Muitos artistas descobriram a possibilidade das lives. Esse pode ser um caminho?

 

Há aí uma mudança de paradigma. Sabíamos que o mundo seria muito on-line, mas pandemia foi um choque. No começo os artistas ficaram meio perdidos. Agora, estão entrando nesse novo mundo. Vamos ver qual o papel do fomento para ajudar os artistas a se reerguerem. Acima de tudo está a criatividade. É com esse espírito que assumo a secretaria. Quero que minha equipe seja bem livre para dar sugestões, para deixar a criatividade aflorar. Para tudo há saída. Ainda mais nesse mundo tecnológico que veio para ficar.

 

O turismo de negócios também deve ser muito afetado...

 

Muitas empresas estão descobrindo que pode ser mais rápido e mais barato interagir em uma live do que se encontrar presencialmente. Isso certamente vai afetar as viagens de negócios, um segmento muito importante, por exemplo, para Belo Horizonte. Ainda estamos observando esse contexto para entendê-lo melhor. 

 

Quando falamos em turismo, como Minas Gerais é visto em âmbito nacional? O que é subaproveitado por aqui?

 

Hoje, há um olhar muito mais amplo sobre o estado porque o ministério está nas mãos de um mineiro (Marcelo Álvaro Antônio, deputado federal mais votado do estado nas últimas eleições). A equipe que está lá é de Minas. O estado é visto pelo Brasil como extremamente cultural e essa cultura é vinculada ao patrimônio histórico. Temos mais de 100 cidades tombadas. Quase 80% do patrimônio brasileiro está em Minas Gerais. E se a gente levar em conta que em alguns países da Europa 60% do PIB vem do turismo cultural, imagina o campo fértil que temos no Brasil.

 

Ainda mais nesse momento em que pode haver uma procura pela volta às origens?

 

Há esse desejo da sociedade. Como dizia Gaudí (o arquiteto espanhol Antoni Gaudí), para ser original basta voltar às origens. Então, não precisamos inventar a roda. Minas inventa sua roda há 300 anos. Temos o maior patrimônio barroco do mundo. Nossa música é maravilhosa. Imagina como as músicas no Clube da Esquina conversam com as nossas montanhas e o jeito de ser mineiro. Minas conquista pelo brando, pelo leve. E a cultura é muito leve. Aproveito para fazer esse chamamento: que as pessoas despertem para esse amor à pátria. Pátria e patrimônio têm a mesma raiz. Aquela música tão linda do Marcus Viana, Pátria Minas, que eu nunca ouvi sem ter chorado, mostra isso.
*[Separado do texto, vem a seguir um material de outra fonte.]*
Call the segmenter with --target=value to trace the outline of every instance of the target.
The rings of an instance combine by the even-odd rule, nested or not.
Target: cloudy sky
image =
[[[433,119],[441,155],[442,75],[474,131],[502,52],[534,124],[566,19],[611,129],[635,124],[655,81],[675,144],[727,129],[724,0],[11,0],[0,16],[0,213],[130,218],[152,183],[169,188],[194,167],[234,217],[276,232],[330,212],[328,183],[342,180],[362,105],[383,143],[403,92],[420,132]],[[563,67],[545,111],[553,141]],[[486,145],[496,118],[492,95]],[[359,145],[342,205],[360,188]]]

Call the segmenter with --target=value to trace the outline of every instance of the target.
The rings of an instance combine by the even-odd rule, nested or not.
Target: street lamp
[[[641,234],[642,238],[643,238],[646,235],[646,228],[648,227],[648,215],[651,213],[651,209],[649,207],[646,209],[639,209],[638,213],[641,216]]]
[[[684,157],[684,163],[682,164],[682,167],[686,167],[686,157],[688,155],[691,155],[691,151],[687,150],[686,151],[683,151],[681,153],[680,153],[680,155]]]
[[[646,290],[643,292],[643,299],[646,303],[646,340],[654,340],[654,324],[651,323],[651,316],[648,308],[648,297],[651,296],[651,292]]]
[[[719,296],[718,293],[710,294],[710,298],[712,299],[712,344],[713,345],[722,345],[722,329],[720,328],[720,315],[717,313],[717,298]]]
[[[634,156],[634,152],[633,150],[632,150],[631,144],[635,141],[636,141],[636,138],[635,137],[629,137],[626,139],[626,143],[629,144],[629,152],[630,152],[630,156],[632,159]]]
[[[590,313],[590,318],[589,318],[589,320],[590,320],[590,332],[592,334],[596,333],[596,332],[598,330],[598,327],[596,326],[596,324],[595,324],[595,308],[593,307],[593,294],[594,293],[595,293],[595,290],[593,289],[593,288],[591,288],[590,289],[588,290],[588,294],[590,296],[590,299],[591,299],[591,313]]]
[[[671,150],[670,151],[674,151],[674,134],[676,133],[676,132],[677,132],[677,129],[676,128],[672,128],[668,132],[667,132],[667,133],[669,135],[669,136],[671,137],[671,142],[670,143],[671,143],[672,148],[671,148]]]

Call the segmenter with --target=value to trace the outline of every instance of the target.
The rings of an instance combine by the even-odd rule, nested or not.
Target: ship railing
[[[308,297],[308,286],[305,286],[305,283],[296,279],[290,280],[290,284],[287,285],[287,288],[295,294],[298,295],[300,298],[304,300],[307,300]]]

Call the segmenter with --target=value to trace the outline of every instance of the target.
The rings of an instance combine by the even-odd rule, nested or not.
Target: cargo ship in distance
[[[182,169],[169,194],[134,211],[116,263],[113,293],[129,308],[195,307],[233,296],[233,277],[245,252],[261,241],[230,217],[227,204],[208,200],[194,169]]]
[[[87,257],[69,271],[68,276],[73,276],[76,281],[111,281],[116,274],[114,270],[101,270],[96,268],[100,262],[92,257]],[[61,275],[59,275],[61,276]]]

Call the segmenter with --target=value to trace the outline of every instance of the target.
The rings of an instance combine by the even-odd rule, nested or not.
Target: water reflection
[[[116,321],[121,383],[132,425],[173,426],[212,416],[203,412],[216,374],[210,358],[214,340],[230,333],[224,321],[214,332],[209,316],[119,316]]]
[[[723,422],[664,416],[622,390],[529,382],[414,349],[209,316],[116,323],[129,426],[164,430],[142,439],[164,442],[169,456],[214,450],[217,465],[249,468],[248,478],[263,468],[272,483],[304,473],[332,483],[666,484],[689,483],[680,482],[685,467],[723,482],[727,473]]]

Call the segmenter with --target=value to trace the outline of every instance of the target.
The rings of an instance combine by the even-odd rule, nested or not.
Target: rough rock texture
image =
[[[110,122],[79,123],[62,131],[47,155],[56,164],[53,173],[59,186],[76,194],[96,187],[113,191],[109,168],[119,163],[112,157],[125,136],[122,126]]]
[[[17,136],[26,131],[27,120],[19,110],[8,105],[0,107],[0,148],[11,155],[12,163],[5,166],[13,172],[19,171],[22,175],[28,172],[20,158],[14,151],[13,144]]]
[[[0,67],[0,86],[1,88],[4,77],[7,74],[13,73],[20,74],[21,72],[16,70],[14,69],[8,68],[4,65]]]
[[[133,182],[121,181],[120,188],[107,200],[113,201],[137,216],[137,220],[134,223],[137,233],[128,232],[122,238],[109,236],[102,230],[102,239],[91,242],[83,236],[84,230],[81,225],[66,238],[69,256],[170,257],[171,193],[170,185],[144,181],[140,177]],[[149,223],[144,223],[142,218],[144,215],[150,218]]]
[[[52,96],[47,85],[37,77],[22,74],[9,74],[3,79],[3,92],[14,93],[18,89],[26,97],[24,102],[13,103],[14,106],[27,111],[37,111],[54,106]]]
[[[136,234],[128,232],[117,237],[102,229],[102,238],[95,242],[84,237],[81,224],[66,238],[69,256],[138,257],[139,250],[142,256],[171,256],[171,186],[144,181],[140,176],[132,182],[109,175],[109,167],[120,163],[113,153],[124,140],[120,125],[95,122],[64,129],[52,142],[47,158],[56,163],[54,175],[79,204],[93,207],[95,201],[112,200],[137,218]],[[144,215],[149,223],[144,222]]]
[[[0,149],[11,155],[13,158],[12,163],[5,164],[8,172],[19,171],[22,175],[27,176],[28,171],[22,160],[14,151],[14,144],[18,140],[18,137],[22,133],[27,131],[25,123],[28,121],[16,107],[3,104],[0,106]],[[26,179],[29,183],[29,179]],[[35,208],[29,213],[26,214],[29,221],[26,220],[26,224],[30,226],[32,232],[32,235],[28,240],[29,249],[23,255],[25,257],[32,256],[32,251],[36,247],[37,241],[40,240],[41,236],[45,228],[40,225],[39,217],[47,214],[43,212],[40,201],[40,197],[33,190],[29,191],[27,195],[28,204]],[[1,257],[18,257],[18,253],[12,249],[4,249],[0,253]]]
O que é a “pátria Minas”? É o cerrado, o Triângulo, Itabira, Ouro Preto, a minha igrejinha da Pampulha... A pátria é o fundo do nosso quintal. Nesse momento primoroso em que estamos todos no fundinho do nosso quintal, lembro que o quintal é o nosso mundo, onde nos sentimos mais protegidos, como disse Mário Quintana. Somos vistos como equilibrados, tranquilos. Apesar de termos ainda um inverno pela frente, gosto de dizer que a Primavera está chegando. Quando os ipês estiverem floridos, vamos poder estar na rua vendo essa beleza que todos os anos acontece na nossa “pátria Minas”.   

 

Nos últimos anos Belo Horizonte ganhou dois títulos expressivos: o conjunto arquitetônico da Pampulha foi escolhido como Patrimônio Cultural da Humanidade e a capital foi escolhida como Cidade Criativa da Gastronomia. Isso pode trazer benefícios práticos ou serve só para nos orgulharmos?

 

Isso traz grandes benefícios. No caso do patrimônio mundial ele nos coloca num patamar diferenciado perante o mundo. Quem não quer ver um patrimônio que é importante para a humanidade? Já o título da gastronomia mostra que o que se faz aqui é diferente de outras cidades. A comida mineira é disseminada em todo o país. Em todos os estados você encontra restaurantes de comida mineira. Na gastronomia, Belo Horizonte é a síntese de tudo que Minas produz. O pastel de angu, a pamonha... A regionalidade da cozinha mineira é impressionante. Os títulos vão ajudar demais nessa retomada.